Magyar hailed the agreement as a “historic day” and said his government had “fought for every euro cent” during negotiations with Brussels.
The Hungarian prime minister said the money would be used for transport, healthcare and social investments, housing projects, railway modernisation, education, research and development, and expansion of the country’s electricity grid and renewable energy infrastructure.
The Commission stressed that the release of funds remains conditional on Hungary implementing the promised reforms and agreed investments in full.
The announcement marks a reversal in relations between Brussels and Budapest after years of confrontation under Orbán’s conservative-nationalist Fidesz governments.
The EU had frozen around €18 billion over supposed ‘rule-of-law’ concerns during a period when Hungary resisted the EU’s liberal-progressive agenda, including the implementation of pro-migration and pro-LGBT policies.
Since taking office earlier this month, Magyar’s government has moved rapidly to signal a new political direction.
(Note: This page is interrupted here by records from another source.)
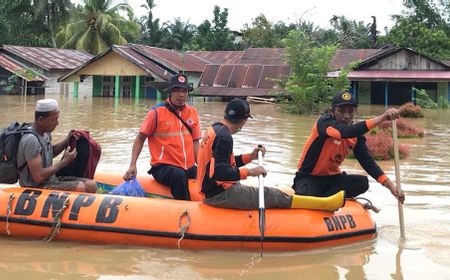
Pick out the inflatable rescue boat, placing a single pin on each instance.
(152, 221)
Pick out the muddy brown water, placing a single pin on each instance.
(425, 175)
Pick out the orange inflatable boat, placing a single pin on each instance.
(148, 221)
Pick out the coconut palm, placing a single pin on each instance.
(96, 27)
(176, 34)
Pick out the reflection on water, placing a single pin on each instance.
(114, 124)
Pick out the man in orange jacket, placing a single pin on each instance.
(219, 171)
(333, 137)
(172, 130)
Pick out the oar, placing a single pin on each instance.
(397, 178)
(262, 210)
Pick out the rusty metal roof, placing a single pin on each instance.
(242, 76)
(131, 55)
(49, 58)
(390, 75)
(16, 68)
(219, 57)
(343, 57)
(234, 92)
(181, 61)
(142, 62)
(264, 56)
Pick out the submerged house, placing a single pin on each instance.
(35, 70)
(242, 73)
(383, 76)
(135, 70)
(389, 75)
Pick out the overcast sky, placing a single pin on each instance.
(288, 11)
(243, 11)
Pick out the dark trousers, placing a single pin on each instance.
(174, 177)
(353, 185)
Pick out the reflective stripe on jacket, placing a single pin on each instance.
(169, 141)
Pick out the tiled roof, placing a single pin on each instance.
(16, 68)
(344, 57)
(49, 58)
(182, 61)
(388, 75)
(219, 57)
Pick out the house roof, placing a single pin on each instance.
(130, 54)
(48, 58)
(397, 75)
(343, 57)
(178, 61)
(241, 77)
(19, 69)
(391, 50)
(218, 57)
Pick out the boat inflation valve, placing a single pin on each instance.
(183, 226)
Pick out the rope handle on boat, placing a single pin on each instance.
(183, 227)
(57, 221)
(369, 205)
(8, 212)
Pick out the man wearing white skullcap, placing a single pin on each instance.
(36, 153)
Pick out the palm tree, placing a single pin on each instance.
(97, 27)
(176, 34)
(52, 13)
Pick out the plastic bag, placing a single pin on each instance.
(129, 188)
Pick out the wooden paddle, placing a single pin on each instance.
(262, 209)
(397, 178)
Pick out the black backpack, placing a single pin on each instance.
(9, 144)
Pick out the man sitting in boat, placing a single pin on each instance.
(36, 153)
(172, 130)
(333, 137)
(219, 171)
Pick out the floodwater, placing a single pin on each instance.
(425, 176)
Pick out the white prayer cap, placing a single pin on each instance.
(47, 105)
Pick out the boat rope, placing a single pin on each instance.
(57, 221)
(183, 227)
(8, 212)
(368, 205)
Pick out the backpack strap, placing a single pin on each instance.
(28, 131)
(172, 110)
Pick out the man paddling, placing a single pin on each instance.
(219, 171)
(333, 137)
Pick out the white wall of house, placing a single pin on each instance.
(52, 86)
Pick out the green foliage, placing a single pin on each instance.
(350, 33)
(215, 35)
(423, 100)
(263, 34)
(417, 36)
(97, 27)
(308, 86)
(443, 103)
(409, 110)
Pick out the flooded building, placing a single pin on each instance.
(390, 75)
(135, 71)
(35, 70)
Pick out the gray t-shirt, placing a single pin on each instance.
(30, 147)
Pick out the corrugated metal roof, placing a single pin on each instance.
(50, 58)
(239, 75)
(343, 57)
(233, 92)
(387, 75)
(263, 56)
(131, 55)
(170, 58)
(219, 57)
(15, 68)
(240, 79)
(141, 61)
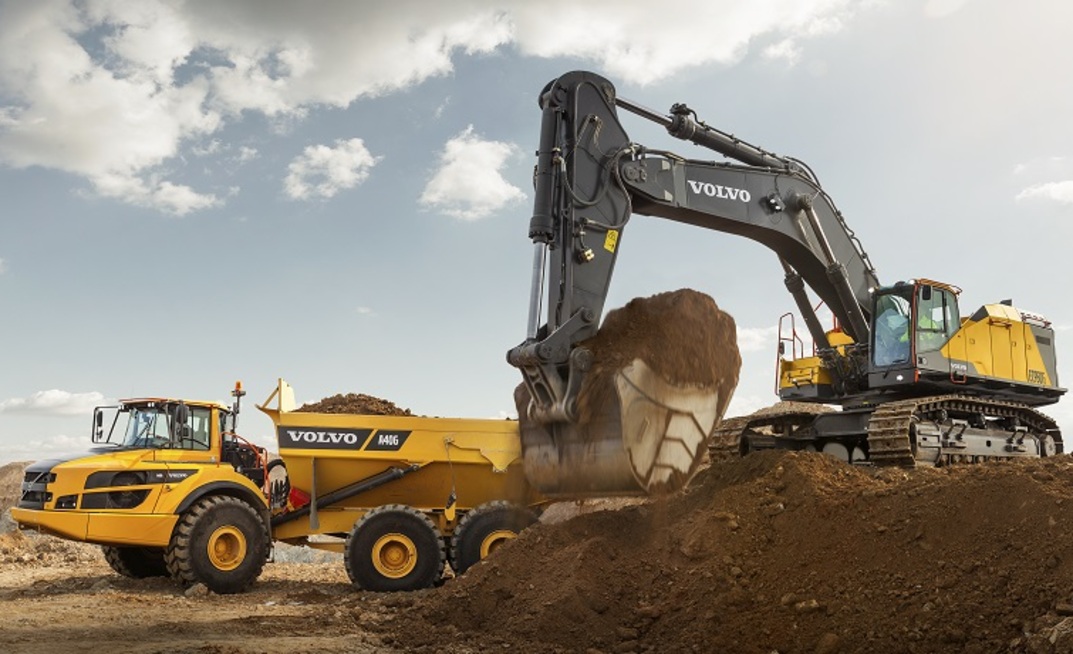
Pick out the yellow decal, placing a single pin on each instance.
(1035, 376)
(611, 241)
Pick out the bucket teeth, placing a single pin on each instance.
(647, 436)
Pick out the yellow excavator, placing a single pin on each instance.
(919, 382)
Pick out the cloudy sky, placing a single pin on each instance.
(338, 193)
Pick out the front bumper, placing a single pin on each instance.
(136, 530)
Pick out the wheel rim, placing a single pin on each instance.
(394, 555)
(495, 539)
(226, 548)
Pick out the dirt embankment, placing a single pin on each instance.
(774, 552)
(785, 552)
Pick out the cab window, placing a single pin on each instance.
(937, 317)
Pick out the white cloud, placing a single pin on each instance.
(42, 448)
(115, 91)
(633, 44)
(757, 339)
(468, 183)
(941, 9)
(246, 153)
(1057, 191)
(321, 172)
(55, 402)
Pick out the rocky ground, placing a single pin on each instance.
(774, 552)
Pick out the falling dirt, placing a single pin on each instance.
(682, 336)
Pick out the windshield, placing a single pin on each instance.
(156, 428)
(891, 337)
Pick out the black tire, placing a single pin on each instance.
(394, 548)
(220, 541)
(136, 562)
(484, 529)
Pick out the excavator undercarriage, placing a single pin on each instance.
(937, 430)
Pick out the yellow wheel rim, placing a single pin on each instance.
(495, 539)
(394, 555)
(226, 548)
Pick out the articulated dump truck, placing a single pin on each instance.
(170, 489)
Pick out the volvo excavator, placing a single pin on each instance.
(919, 383)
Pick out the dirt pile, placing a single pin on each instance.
(682, 336)
(357, 403)
(783, 552)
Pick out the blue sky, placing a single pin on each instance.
(338, 193)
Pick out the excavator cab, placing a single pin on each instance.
(911, 325)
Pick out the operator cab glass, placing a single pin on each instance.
(891, 343)
(908, 316)
(937, 316)
(156, 427)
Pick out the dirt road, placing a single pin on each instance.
(788, 552)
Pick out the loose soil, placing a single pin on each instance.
(357, 403)
(682, 336)
(777, 551)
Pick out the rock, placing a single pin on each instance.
(828, 643)
(197, 590)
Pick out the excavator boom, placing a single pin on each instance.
(591, 178)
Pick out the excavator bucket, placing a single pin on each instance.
(642, 436)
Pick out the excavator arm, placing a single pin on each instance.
(590, 178)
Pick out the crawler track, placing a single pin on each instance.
(951, 429)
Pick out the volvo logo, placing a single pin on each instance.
(704, 188)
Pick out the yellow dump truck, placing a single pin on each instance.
(171, 489)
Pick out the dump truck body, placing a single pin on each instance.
(176, 492)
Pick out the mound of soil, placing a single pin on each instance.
(357, 403)
(680, 335)
(783, 551)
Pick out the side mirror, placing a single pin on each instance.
(181, 414)
(98, 426)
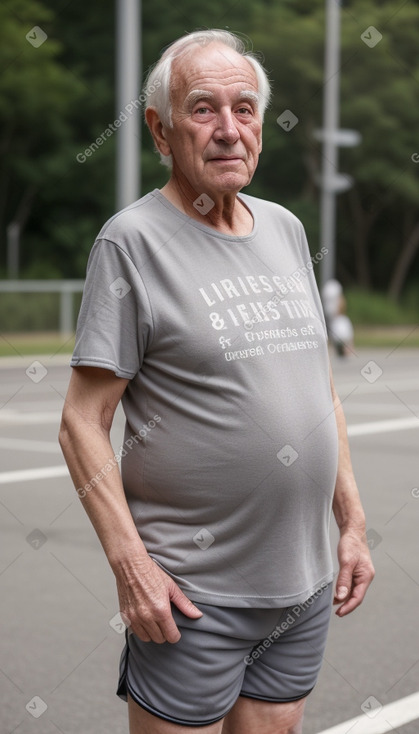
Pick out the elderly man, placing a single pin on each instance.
(202, 315)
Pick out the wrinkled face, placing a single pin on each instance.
(215, 140)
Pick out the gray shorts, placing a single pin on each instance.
(268, 654)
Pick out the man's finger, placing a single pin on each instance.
(184, 604)
(355, 599)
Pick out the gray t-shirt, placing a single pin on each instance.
(230, 454)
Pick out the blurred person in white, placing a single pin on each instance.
(217, 527)
(339, 325)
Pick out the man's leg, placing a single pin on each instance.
(250, 715)
(141, 722)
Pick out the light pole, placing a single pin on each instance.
(128, 58)
(332, 182)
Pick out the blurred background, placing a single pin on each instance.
(58, 94)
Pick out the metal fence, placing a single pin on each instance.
(65, 288)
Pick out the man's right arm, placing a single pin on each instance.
(145, 590)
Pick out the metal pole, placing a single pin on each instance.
(330, 149)
(127, 93)
(13, 241)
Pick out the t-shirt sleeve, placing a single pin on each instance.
(309, 266)
(114, 326)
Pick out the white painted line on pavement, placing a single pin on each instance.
(378, 720)
(397, 424)
(14, 418)
(24, 475)
(21, 444)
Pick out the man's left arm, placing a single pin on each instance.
(355, 566)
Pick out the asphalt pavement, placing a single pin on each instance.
(61, 634)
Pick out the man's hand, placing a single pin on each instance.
(145, 595)
(355, 571)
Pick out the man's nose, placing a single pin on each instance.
(226, 129)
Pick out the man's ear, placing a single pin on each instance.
(156, 128)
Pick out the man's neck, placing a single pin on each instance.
(227, 214)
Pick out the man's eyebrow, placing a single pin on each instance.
(198, 94)
(250, 94)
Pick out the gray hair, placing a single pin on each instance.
(157, 84)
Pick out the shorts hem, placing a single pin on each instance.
(270, 699)
(166, 717)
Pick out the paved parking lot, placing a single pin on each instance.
(60, 645)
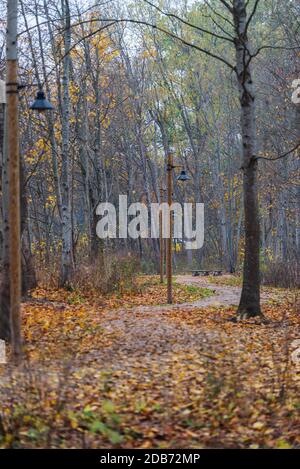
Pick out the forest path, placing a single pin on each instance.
(148, 331)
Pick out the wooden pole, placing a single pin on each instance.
(14, 176)
(161, 240)
(169, 239)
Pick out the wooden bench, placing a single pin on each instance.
(215, 273)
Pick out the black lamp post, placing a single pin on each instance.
(41, 103)
(183, 177)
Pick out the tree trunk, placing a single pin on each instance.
(4, 292)
(67, 250)
(250, 298)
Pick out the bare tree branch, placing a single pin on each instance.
(280, 156)
(187, 23)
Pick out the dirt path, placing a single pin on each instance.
(148, 332)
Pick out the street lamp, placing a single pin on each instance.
(41, 103)
(12, 136)
(182, 177)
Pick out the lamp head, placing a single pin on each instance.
(183, 177)
(41, 104)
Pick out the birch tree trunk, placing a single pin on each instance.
(250, 298)
(67, 250)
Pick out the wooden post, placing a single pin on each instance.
(161, 240)
(169, 239)
(14, 176)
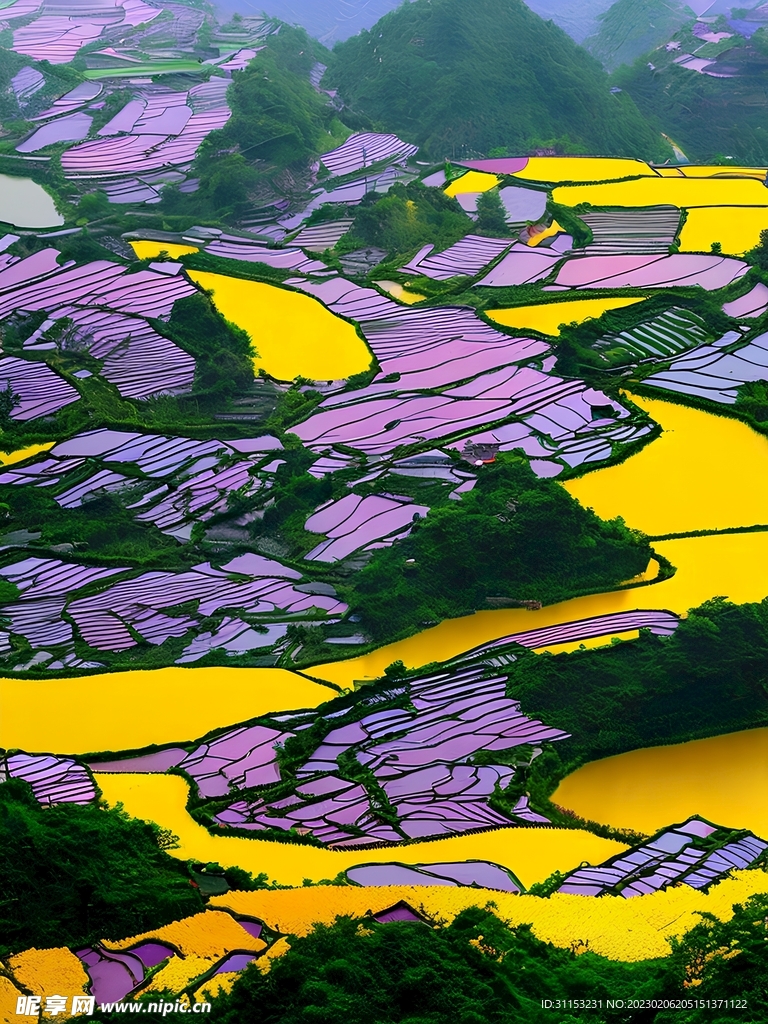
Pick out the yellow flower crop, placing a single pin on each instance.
(49, 972)
(616, 928)
(211, 935)
(179, 974)
(646, 790)
(181, 711)
(218, 983)
(8, 995)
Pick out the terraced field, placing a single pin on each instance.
(190, 524)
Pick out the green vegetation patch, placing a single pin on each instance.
(514, 538)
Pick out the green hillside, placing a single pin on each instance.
(632, 28)
(709, 118)
(465, 79)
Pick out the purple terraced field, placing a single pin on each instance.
(709, 373)
(673, 857)
(137, 360)
(421, 760)
(70, 128)
(711, 272)
(470, 872)
(466, 257)
(199, 475)
(110, 620)
(41, 392)
(365, 148)
(230, 247)
(113, 975)
(521, 265)
(84, 93)
(354, 522)
(54, 39)
(53, 779)
(501, 165)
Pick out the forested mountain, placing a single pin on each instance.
(578, 17)
(631, 28)
(463, 79)
(710, 96)
(328, 20)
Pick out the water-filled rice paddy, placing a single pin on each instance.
(582, 169)
(736, 228)
(547, 317)
(621, 929)
(724, 779)
(295, 335)
(532, 854)
(472, 181)
(589, 644)
(674, 192)
(150, 249)
(151, 706)
(705, 472)
(732, 564)
(26, 204)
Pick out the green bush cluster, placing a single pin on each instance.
(513, 537)
(74, 875)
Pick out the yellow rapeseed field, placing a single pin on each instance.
(723, 778)
(583, 169)
(151, 250)
(8, 995)
(532, 854)
(547, 316)
(655, 190)
(179, 974)
(399, 293)
(472, 181)
(715, 171)
(705, 472)
(11, 458)
(294, 334)
(730, 564)
(210, 935)
(156, 706)
(736, 228)
(621, 929)
(215, 985)
(49, 972)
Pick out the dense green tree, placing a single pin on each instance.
(73, 875)
(492, 217)
(513, 537)
(408, 217)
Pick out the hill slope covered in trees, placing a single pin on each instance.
(467, 79)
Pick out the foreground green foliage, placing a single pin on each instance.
(73, 875)
(478, 971)
(460, 78)
(223, 352)
(514, 537)
(407, 218)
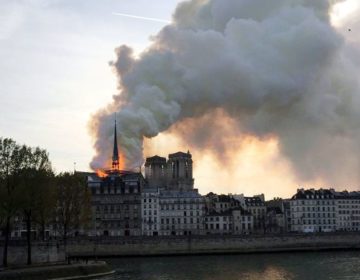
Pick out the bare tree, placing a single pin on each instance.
(73, 210)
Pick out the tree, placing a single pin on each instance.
(22, 171)
(73, 210)
(34, 179)
(11, 162)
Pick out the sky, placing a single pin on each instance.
(55, 73)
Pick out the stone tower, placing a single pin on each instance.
(155, 171)
(179, 172)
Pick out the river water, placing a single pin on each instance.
(307, 266)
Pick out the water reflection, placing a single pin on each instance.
(289, 266)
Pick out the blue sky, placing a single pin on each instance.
(54, 69)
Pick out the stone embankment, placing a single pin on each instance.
(154, 246)
(58, 272)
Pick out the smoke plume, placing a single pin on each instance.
(276, 68)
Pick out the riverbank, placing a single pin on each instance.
(58, 272)
(199, 245)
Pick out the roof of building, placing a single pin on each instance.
(181, 154)
(218, 214)
(275, 210)
(155, 159)
(254, 201)
(179, 194)
(314, 194)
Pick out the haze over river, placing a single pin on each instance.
(289, 266)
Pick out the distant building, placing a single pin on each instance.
(150, 209)
(225, 215)
(314, 211)
(181, 213)
(116, 200)
(219, 222)
(174, 174)
(256, 206)
(348, 211)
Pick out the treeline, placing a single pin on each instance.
(31, 193)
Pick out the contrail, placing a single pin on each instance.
(144, 18)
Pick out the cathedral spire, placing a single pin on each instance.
(115, 159)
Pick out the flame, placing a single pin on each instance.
(101, 173)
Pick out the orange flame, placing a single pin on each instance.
(101, 173)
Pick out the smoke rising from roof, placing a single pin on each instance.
(276, 68)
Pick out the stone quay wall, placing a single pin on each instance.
(100, 247)
(210, 245)
(42, 252)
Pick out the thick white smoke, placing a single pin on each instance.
(276, 67)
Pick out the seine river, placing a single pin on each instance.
(307, 266)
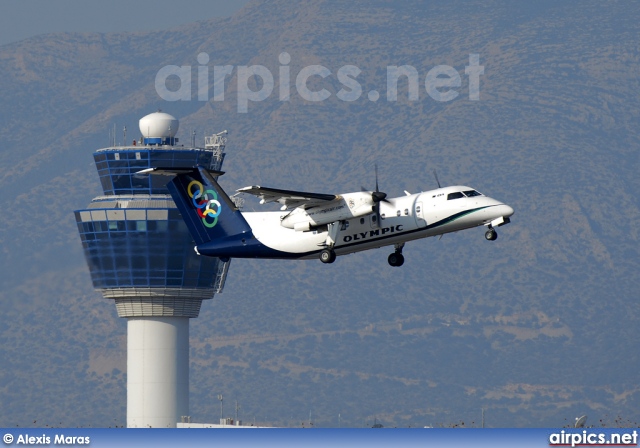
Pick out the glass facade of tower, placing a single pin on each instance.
(117, 167)
(133, 237)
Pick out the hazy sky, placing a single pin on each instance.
(20, 19)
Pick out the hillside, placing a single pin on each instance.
(536, 328)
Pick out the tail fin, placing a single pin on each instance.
(206, 209)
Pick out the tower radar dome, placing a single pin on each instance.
(159, 128)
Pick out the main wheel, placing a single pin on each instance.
(327, 256)
(396, 259)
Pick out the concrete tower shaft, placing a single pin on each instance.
(140, 254)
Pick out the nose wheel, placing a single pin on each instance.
(491, 234)
(327, 256)
(396, 259)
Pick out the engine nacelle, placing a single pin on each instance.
(348, 206)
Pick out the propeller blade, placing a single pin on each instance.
(378, 196)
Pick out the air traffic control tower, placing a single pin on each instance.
(140, 254)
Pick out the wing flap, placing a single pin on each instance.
(288, 198)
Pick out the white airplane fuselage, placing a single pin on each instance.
(403, 219)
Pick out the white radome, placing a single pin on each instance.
(159, 125)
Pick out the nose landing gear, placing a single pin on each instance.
(491, 234)
(328, 256)
(396, 259)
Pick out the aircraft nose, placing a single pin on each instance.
(508, 211)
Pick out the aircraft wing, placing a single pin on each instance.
(288, 198)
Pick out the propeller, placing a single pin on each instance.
(377, 197)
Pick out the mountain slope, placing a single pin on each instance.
(537, 328)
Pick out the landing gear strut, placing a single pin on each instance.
(396, 259)
(328, 256)
(491, 234)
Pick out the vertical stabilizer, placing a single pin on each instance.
(209, 213)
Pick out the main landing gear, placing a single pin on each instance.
(328, 256)
(396, 259)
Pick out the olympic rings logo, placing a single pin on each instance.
(206, 203)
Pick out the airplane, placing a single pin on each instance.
(324, 226)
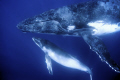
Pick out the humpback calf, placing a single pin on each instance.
(88, 20)
(55, 53)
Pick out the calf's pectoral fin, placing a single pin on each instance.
(49, 64)
(99, 47)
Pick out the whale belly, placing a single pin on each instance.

Foreign Minister Anita Orbán declared that Hungary would no longer act as a “disruptive” force within the EU, while Justice Minister Márta Görög confirmed plans to revise Hungary’s 2021 child protection law restricting LGBT content in schools.
Brussels will most likely expect major concessions from Budapest on migration policy, Ukraine, and LGBT legislation before frozen funds are released.
The Magyar government has already pledged closer cooperation with EU institutions, support for deeper European integration, and a more constructive stance on Ukraine. Brussels also welcomed Budapest’s decision to join the European Public Prosecutor’s Office, something Orbán had long rejected.
The former prime minister sharply criticised the agreement on Friday, demanding that Magyar immediately publish the full details of what he called the “von der Leyen–Magyar pact.”
In a post on social media, Orbán questioned what concessions Hungary had made in exchange for the release of the funds. The former premier said his previous government had spent years resisting Brussels’ demands on migration, LGBT issues, taxation, utility price caps, and pensions, and claimed that any political agreement with the European Commission could only have been reached if Magyar had accepted conditions previously rejected by Fidesz governments.
In another symbolic shift, Hungarian police have announced they would not ban next month’s Pride march in Budapest, reversing restrictions imposed under the previous government last year.